HTML Document class
HTML-Dokument Klasse
This class is a wrapper for the PHP DOM/XPATH functions. Purpose is to perform often required tasks, such as removing comments, css, scripts, getting links, etc. Take a look at the defined methods - they do what they're named.
Diese Klasse ist ein Wrapper für die PHP DOM/XPATH Funktionen. Zweck ist oft benötigte Aufgaben (wie Kommentare/CSS/JS entfernen, Links herausfiltern usw.) in einem Methodenaufruf zu erledigen. Einfach einen Blick auf die Methoden werden - sie sind nach ihrem Zweck benannt.
Class source code
Klassen-Quelltext
<?php
/**
 * HTML Document manupulation and parsing
 *
 * @gpackage de.atwillys.sw.php.swlib.util
 * @author Stefan Wilhelm
 * @copyright Stefan Wilhelm, 2010
 * @license GPL
 * @version 1.0
 */
 
namespace sw;
 
 
class HtmlDocument {
 
  /**
   * Internal DOM document instance
   *
   * @var \DOMDocument
   */
  private $dom = null;
 
  /**
   * Internal XML path object
   *
   * @var \DOMXPath
   */
  private $xpath = null;
 
  /**
   * Constructor, optionally the HTML content can be set here.

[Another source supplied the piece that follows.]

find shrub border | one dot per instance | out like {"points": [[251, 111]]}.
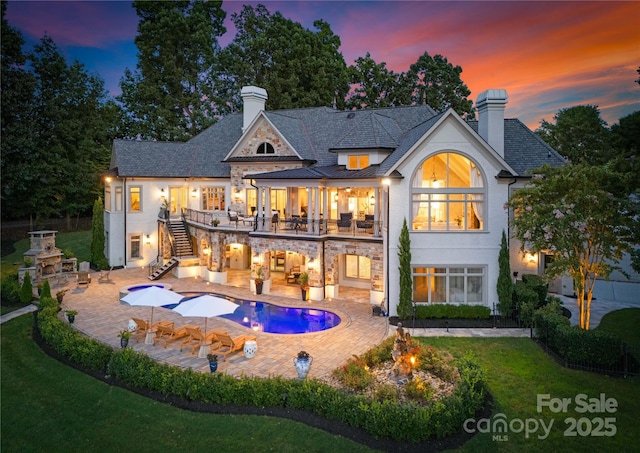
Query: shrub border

   * @param string $htmlText
   */
  public function __construct($htmlText="") {
    $this->dom = new \DOMDocument();
    $this->xpath = new \DOMXPath($this->dom);
    if(!empty($htmlText)) {
      $this->setHtml($htmlText);
    }
  }
 
  /**
   * Returns the HTML text of the object
   * @return string
   */
  public function __toString() {
    return $this->getHtml();
  }
 
  /**
   * Sets a new HTML text to work with.
   * @param string $html
   * @return \sw\HtmlDocument
   */
  public function setHtml($html) {
    $this->dom->loadHTML(trim($html, "\n\r\t "));
    $this->xpath = new \DOMXPath($this->dom);
    return $this;
  }
 
  /**
   * Returns the HTML text contained in the object
   * @return string
   */
  public function getHtml() {
    return trim($this->dom->saveHTML(), "\n\r\t ");
  }
 
  /**
   *
   */
  public function getLinks() {
    $links = array();
    $nodes = $this->dom->getElementsByTagName('a');
    foreach($nodes as $node) {
      if($node->hasAttributes() && !empty($node->attributes) && $node->attributes->getNamedItem('href')) {
        $l = $node->attributes->getNamedItem('href')->nodeValue;
        if(strlen($l) > 0) {
          if($node->hasChildNodes()) {
            $t = "";
            foreach($this->xpath->query('.//text()', $node) as $sn) {
              $t .= $sn->textContent . " ";
            }
            $links[$l] = trim($t);
          } else {
            $links[$l] = '';
          }
        }
      }
    }
    return $links;
  }
 
  /**
   * Removes <script> ... </script> and <noscript>...</noscript> tags
   * @return \sw\HtmlDocument
   */
  public function removeScriptBlocks() {
    return $this->removeTagsWithSubnodes(array('script','noscript'));
  }
 
  /**
   * Removes <style> ... </style> and <style ... /> tags
   * @return \sw\HtmlDocument
   */
  public function removeStyleBlocks() {
    return $this->removeTagsWithSubnodes(array('style'));
  }
 
  /**
   * Removes comments
   * @return \sw\HtmlDocument
   */
  public function removeComments() {
    return $this->removeByXPathQuery('//comment()');
  }
 
  /**
   * Replaces   with " ".
   * @return \sw\HtmlDocument
   */
  public function nbspToSpace() {
    $this->setHtml(str_ireplace(" ", " ", $this->getHtml()));
    return $this;
  }
 
  /**
   * Removes everything that is not in the <body>. If no <html> or <body> tag
   * is present the whole text is interpreted to be the body (simply does
   * nothing).
   * @return \sw\HtmlDocument
   */
  public function bodyOnly() {
    if(count($this->dom->getElementsByTagName('body')) == 0 || count($this->dom->getElementsByTagName('html')) == 0)  {
      return $this;
    }
    $html = $this->dom->getElementsByTagName('html')->item(0);
    for($i=$html->childNodes->length-1; $i>=0; $i--) {
      if(strtolower($html->childNodes->item($i)->nodeName) != "body") {
        $html->removeChild($html->childNodes->item($i));
      }
    }
    return $this;
  }
 
  /**
   * Removes nodes matching a specified xpath
   * @param string $query
   * @return \sw\HtmlDocument
   */
  public function removeByXPathQuery($query) {
    $comments = $this->xpath->query($query);
    for($i = $comments->length-1; $i>=0; $i--) {
      $node = $comments->item($i);
      if($node->parentNode) {
        $node->parentNode->removeChild($node);
      }
    }
    return $this;
  }
 
  /**
   * Removes all attributes except the specified exceptions (attribute names).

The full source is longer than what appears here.